I agree, but would like to add the aspect of uncertainty. When reasoning from analogy, you usually have good statistical knowledge about the properties of the problem. For example, the targetted product category may exist, and customer behavior is known, and therefore predicting what would happen in some nearby configuration is usually somewhat accurate. On the other hand, in the first principles case you need to have a very accurate theory, because you are "far away" from what exists currently. If the theory in questions concerns physics, as for Musk, then this can work well. On the other hand if it is about social sciences and you need to predict the behaviors of customer from some kind of first-principle model (e.g. rational agent models), then you are very likely to make mispredictions, since human behavior is complicated, and the theories are inaccurate and overly general.

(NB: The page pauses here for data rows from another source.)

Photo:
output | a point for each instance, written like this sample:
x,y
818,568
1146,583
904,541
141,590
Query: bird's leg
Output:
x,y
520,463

With uncertainty you just change your objective function to an evaluation function of any possible scenario scaled with its probability. It doesn't change how optimization works. Again this formulation is only easy to solve in very limited context. For example in economics people have been working with the oversimplified supply-demand curves precisely because they are usually the dominating factors and in practice a sufficiently accurate model works just fine. This model only gives insights for why different ways of reasoning works, not actually providing the panacea.
The good thing about gradient descent is that you do NOT need to have a model, you just need to focus on a few parameters and figure out what is the direction for best improvement from a current relatively good point, where the other billions of parameters are already accounted for and assumed independent from the direction you are going.
It seems you are assuming there are direct observations. Musk is talking about generating hypothetical observations from a model (the cost of the battery is bounded from below by the cost of the battery materials). This sort of bounding does not always work outside physics, because the uncertainties are so ill behaving.